In his book Strangers to the City, Fr. Michael Casey discusses the rule of Benedict and one of the hardest things in the rule is to learn obedience and submission to another. Benedict meant for there to be mutual submission and obedience, not just to the Abbot, but to each other. This requires great humility and a strong sense of community. In Japanese martial arts, practice is best when it is “jitakyoei”. This means mutual benefit and mutual prosperity. That is how it is supposed to work. As a martial arts instructor and college professor, I learn as much from my students as they do from me. That is what Benedict calls us all to, that the spiritual community comes before our own needs and ego.
I have been in a lot of communities and the most disruptive issue that comes up over and over again is the individual who will not submit to the group. In Presbyterian life, (Reformed church in general) polity is foremost. The community comes first. I believe that is how Christ meant it to be, how God wants us to be. I have seen, in community, when the will of one person and their need to be in control and correct has hurt several and totally disrupted the community.

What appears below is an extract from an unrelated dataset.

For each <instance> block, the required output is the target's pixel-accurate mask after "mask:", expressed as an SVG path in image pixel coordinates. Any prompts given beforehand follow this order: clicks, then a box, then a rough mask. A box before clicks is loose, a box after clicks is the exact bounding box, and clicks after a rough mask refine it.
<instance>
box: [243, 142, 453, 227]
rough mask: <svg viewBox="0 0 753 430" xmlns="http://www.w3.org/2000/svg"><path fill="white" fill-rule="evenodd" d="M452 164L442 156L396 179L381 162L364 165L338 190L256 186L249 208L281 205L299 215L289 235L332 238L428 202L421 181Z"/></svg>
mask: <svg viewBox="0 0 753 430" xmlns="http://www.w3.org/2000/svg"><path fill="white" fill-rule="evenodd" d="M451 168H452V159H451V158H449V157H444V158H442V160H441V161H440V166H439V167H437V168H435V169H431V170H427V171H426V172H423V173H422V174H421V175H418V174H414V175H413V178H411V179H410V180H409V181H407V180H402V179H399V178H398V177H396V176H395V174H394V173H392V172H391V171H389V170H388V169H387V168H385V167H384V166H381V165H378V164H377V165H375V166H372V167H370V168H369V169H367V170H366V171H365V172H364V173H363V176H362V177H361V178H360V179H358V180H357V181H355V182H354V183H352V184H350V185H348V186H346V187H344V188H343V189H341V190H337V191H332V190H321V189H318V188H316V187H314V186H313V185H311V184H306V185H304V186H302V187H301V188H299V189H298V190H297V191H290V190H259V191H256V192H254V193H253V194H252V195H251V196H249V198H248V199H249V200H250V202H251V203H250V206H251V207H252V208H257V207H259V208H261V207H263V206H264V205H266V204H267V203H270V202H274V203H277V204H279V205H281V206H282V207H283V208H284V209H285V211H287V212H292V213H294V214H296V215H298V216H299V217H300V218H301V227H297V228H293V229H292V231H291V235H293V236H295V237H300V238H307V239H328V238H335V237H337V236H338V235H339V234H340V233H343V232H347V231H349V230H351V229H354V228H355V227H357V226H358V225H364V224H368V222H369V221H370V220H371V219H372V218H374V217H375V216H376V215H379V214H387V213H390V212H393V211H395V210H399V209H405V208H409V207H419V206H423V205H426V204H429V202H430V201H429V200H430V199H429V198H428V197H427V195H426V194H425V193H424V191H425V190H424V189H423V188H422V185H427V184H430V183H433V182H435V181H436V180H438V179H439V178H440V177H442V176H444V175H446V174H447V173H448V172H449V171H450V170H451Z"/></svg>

This is when correction becomes necessary and because we do not enjoy conflict, we avoid telling the person what they must hear.
Benedict is clear, if we don’t love our brothers and sisters enough to offer correction when they are in error, we really don’t love them and really don’t understand being obedient to one another. We simply don’t trust ourselves, God, or our brothers and sisters. We cannot, must not have it our own way. In a good relationship, submission is mutual. In the New Testament, submission is not a verb, there is no verb there in the Greek. It is simply a state of being, of mutual respect and love.
What would our community, spiritual or otherwise, look like if we returned to a belief that we are our brother’s keeper? I am not sure of the answer, but I am sure that this is the community I would love to live in. No more poverty, no more abuse, no more “rugged individualism”. Instead, we love one another as commanded, we include all, and we are obedient to each other for the sake of all.